Search code examples
pythonarrayspandasparquet

Save a pandas dataframe with a column with 2d arrays as a parquet file in python


I'm trying to save a pandas dataframe to a parquet file using pd.to_parquet(df).df is a dataframe with multiple columns and one of the columns is filled with 2d arrays in each row. As I do this, I receive an error from pyarrow complaining that only 1-d arrays are supported. I googled and it seems there is no solution.

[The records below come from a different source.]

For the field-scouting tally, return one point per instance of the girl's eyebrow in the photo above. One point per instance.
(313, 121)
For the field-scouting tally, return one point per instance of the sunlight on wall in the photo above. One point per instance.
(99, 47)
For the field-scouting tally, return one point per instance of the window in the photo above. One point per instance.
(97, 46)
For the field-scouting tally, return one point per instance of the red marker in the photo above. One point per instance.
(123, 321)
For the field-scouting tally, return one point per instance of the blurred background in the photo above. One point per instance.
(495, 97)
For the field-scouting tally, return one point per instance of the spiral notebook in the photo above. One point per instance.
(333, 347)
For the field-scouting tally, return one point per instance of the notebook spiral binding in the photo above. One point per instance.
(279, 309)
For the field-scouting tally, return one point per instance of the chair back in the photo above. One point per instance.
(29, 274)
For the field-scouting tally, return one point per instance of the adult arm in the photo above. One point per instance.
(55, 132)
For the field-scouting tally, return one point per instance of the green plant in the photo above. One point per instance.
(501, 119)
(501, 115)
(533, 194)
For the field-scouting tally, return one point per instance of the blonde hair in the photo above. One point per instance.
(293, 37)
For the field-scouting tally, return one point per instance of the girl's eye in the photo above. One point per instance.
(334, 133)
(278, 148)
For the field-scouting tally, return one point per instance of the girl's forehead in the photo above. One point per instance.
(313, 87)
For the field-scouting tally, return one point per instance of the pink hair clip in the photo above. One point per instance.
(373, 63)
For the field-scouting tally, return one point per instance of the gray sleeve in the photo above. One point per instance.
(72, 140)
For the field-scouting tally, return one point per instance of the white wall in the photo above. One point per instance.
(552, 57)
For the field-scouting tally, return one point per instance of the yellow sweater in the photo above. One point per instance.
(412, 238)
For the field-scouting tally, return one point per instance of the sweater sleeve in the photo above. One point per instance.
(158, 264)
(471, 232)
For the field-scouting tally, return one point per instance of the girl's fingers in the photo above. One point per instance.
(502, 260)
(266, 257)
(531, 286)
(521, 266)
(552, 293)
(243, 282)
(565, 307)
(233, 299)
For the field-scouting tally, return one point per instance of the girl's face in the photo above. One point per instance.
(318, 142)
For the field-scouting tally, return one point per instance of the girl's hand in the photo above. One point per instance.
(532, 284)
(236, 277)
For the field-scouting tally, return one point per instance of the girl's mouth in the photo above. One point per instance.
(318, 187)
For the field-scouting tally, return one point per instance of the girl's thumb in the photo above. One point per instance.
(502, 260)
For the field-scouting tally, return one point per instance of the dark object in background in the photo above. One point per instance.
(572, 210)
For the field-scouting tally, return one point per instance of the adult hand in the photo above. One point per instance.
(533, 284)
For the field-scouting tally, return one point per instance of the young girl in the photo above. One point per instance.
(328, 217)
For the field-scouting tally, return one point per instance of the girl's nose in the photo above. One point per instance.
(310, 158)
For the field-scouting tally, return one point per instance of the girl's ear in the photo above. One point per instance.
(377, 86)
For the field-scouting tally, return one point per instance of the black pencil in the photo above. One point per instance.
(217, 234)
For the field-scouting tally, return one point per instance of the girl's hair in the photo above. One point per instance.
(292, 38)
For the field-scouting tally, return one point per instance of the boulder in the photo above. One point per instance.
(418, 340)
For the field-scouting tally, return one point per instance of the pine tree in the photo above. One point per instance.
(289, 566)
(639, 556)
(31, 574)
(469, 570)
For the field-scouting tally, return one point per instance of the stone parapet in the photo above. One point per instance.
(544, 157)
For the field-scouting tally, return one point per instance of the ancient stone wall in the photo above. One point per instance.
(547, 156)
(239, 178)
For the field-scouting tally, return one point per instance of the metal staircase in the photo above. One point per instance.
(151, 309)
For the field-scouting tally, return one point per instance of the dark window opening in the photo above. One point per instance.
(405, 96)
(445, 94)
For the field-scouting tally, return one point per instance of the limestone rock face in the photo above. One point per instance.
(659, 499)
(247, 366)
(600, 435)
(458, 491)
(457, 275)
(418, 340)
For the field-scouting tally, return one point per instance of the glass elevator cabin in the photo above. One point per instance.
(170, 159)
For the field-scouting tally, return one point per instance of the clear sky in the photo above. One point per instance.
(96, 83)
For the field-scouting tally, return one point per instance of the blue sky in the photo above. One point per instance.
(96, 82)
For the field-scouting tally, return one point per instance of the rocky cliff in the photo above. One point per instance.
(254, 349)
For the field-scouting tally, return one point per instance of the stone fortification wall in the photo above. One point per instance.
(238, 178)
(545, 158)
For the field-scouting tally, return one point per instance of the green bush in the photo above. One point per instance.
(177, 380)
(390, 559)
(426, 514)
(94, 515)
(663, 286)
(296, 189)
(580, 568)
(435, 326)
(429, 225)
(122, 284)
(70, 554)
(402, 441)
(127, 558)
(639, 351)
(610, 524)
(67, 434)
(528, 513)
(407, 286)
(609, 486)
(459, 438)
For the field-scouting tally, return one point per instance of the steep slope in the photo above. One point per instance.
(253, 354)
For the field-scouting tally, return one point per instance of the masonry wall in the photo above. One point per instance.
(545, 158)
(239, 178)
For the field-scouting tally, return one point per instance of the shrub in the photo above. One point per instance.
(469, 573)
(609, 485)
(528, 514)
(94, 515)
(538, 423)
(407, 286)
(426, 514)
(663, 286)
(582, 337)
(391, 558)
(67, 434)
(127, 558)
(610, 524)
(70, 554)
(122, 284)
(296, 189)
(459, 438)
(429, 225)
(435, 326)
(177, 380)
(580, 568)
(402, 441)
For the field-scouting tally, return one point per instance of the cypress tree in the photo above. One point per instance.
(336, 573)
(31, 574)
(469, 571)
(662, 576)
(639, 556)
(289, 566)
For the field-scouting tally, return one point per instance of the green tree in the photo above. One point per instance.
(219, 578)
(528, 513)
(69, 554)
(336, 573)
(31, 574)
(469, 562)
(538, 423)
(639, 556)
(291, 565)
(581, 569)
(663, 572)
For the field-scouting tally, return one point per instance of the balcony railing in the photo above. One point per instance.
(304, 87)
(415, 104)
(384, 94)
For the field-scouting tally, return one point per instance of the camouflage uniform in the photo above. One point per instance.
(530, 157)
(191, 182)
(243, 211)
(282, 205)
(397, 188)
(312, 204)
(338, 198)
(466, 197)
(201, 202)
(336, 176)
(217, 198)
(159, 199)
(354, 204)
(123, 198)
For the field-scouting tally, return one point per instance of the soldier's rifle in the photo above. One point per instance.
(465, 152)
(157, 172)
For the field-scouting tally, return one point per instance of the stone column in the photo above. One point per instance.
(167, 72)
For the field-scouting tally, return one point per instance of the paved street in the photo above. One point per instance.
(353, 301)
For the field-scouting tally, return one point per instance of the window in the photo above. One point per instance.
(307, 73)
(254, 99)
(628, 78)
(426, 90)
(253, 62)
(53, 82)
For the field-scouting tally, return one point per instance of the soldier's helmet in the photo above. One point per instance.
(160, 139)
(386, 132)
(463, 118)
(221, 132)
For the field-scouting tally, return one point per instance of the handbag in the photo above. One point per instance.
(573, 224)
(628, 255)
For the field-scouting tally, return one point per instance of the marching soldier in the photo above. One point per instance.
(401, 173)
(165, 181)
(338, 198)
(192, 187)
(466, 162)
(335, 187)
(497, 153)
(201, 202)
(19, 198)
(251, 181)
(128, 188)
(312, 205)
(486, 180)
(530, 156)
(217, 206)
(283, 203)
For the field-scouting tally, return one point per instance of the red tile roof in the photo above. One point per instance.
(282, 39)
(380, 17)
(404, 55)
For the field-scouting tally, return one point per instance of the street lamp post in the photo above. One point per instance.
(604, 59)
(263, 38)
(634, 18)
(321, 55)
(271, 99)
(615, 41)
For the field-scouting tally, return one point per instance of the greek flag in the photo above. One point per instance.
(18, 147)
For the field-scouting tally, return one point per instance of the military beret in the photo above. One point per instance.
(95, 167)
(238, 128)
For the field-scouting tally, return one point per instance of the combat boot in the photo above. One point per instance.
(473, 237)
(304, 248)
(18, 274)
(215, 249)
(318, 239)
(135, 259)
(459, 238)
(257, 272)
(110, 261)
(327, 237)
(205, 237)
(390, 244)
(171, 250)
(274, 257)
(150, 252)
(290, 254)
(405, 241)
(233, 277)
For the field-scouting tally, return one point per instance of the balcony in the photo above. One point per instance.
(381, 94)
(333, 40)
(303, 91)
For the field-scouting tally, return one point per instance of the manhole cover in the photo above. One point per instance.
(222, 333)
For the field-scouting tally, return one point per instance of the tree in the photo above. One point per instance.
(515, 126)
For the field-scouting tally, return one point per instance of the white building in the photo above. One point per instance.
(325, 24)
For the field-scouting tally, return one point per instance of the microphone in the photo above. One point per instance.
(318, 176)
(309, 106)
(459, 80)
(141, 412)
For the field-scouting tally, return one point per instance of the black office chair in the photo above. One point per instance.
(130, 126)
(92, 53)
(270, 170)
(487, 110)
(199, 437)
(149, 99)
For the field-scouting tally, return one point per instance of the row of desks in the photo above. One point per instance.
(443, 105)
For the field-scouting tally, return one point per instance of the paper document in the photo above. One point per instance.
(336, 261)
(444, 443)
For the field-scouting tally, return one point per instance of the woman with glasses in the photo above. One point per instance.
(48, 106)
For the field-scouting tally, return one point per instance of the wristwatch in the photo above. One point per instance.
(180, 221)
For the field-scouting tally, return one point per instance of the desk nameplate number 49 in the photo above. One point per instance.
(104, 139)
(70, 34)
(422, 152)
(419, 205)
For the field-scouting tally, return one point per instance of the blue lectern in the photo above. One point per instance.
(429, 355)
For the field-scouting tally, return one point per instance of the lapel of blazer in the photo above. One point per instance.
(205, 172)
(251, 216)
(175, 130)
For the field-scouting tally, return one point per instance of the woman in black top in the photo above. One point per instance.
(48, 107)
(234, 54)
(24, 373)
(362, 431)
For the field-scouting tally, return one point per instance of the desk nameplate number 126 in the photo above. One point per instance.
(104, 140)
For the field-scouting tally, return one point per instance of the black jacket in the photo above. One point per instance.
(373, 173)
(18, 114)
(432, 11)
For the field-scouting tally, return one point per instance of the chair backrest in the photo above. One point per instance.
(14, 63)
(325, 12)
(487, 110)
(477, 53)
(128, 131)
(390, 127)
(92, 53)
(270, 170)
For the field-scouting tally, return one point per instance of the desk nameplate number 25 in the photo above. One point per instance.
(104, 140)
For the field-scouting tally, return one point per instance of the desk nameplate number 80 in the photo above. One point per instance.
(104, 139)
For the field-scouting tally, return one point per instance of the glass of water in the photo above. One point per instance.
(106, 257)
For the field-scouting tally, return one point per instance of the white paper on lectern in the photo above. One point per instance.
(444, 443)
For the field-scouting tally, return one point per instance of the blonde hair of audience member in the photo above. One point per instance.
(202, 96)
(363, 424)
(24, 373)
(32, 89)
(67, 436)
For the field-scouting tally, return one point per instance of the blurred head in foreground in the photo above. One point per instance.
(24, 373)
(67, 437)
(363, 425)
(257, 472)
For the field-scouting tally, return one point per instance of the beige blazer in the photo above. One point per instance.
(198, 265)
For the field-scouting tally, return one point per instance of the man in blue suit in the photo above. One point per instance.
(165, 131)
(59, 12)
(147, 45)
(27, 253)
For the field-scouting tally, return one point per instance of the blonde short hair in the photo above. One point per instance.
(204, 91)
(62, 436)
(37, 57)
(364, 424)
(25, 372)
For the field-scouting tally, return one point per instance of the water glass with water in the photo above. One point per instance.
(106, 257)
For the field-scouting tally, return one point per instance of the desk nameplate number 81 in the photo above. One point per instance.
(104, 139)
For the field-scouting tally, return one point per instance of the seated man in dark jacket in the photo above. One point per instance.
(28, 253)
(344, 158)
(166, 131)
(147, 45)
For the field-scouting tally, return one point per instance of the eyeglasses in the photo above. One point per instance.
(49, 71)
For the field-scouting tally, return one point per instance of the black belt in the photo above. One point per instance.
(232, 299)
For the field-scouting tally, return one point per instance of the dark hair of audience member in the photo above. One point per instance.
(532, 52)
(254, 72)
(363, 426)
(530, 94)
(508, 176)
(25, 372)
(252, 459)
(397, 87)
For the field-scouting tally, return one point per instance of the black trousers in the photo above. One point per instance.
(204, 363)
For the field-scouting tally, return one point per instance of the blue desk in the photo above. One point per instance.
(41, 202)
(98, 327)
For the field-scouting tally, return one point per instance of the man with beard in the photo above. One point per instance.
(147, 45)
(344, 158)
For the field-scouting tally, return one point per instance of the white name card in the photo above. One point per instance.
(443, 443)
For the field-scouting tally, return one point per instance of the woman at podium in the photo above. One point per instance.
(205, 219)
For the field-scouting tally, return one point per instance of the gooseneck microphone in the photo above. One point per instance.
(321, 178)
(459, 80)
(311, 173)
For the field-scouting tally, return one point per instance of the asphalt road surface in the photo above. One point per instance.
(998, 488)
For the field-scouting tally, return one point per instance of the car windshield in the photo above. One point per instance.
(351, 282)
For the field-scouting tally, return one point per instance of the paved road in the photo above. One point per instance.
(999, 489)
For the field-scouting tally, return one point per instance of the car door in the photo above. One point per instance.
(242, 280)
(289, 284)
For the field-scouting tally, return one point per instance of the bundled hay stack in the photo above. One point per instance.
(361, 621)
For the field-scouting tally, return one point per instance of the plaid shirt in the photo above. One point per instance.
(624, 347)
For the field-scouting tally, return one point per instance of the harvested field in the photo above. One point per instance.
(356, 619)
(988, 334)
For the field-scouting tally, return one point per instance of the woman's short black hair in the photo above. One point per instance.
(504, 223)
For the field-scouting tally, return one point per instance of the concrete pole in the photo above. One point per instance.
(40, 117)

I just wanted to confirm that in fact there is no solution to this and I have to somehow represent my 2-d array with a 1-d array.


Solution

  • It's correct that pyarrow / parquet has this limitation of not storing 2D arrays.

    But, parquet (and arrow) support nested lists, and you could represent a 2D array as a list of lists (or in python an array of arrays or list of arrays is also fine). So one option could be to convert your 2D arrays to such format.

    Example that such nested lists/arrays work:

    In [2]: df = pd.DataFrame(
       ...:      {'a': [[np.array([1, 2, 3]), np.array([4, 5, 6])],
       ...:             [np.array([3, 4, 5]), np.array([6, 7, 8])]]})
    
    In [3]: df.to_parquet('test_nested_list.parquet') 
    
    In [4]: res = pd.read_parquet('test_nested_list.parquet')
    
    In [5]: res['a']
    Out[5]: 
    0    [[1, 2, 3], [4, 5]]
    1    [[1, 2], [3, 4, 5]]
    Name: a, dtype: object
    
    In [6]: res['a'].values
    Out[6]: 
    array([array([array([1, 2, 3]), array([4, 5, 6])], dtype=object),
           array([array([3, 4, 5]), array([6, 7, 8])], dtype=object)],
          dtype=object)